Sedimentary rocks occurred throughout much of the Late Jurassic Cordilleran margin of Laurasia. Their tectonic setting and provenance are critical to understanding the evolution of the Cordilleran margin during this time. We review published detrital zircon ages and new and published whole-rock geochemistry of the Peshastin Formation and Darrington Phyllite, Cascade Mountains, Washington State, with the goal of better understanding the tectonic development of the Cordillera and strengthening regional correlations of these sedimentary units. The Peshastin Formation conformably overlies the ca. 161 Ma Ingalls ophiolite complex. Published dating of detrital zircons from a Peshastin Formation sandstone provided a youngest U-Pb age distribution of ca. 152 Ma and a significant U-Pb age distribution of ca. 232 Ma. The Darrington Phyllite is structurally above the Shuksan Greenschist; however, this unit also occurs interbedded with the Shuksan Greenschist. The Darrington Phyllite and Shuksan Greenschist have been grouped into the Easton Metamorphic Suite. Published detrital zircons from a Darrington Phyllite metasandstone have a youngest U-Pb age distribution of ca. 155 Ma and a significant U-Pb age distribution of ca. 238 Ma.

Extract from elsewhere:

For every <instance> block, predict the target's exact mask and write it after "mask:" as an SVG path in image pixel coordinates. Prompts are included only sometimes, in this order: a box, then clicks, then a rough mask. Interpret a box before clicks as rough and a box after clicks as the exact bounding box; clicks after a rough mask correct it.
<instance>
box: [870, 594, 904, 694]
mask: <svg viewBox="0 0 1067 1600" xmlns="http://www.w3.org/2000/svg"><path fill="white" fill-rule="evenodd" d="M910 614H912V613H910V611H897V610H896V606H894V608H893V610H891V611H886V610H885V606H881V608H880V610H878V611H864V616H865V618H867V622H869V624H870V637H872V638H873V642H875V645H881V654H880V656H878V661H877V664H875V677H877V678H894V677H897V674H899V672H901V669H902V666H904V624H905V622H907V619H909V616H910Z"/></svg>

New major- and trace-element geochemistry and previously published sandstone petrography suggest that these units were derived from Late Jurassic volcanic arc sources that were predominantly transitional between mafic and intermediate compositions. Middle to Late Triassic detrital zircon ages and detrital modes suggest that some recycling of older accreted arc terranes also contributed to these sediments; however, this Middle to Late Triassic component could also be first cycle. These units consistently plot on geochemical diagrams in fields defined by modern back-arc basin turbidites. The youngest detrital zircon age distributions, detrital sandstone petrography, and geochemistry of these units suggest they formed in Late Jurassic arc-fed basins. We suggest that the Peshastin Formation and Darrington Phyllite are age correlative and formed in an arc-proximal back-arc basin that could have initiated by forearc rifting. Postulated restoration of latest Cretaceous to Cenozoic faulting places these Late Jurassic basins near the Galice Formation and underlying Josephine ophi-olite, Klamath Mountains, Oregon-California. The Galice Formation and underlying Josephine ophiolite have been correlated with the Peshastin Formation and Ingalls ophiolite complex. After postulated Late Jurassic accretion to the North American margin, the Peshastin Formation and Darrington Phyllite were dextrally displaced to the north before they were emplaced in their current position by thrust faulting during the Late Cretaceous.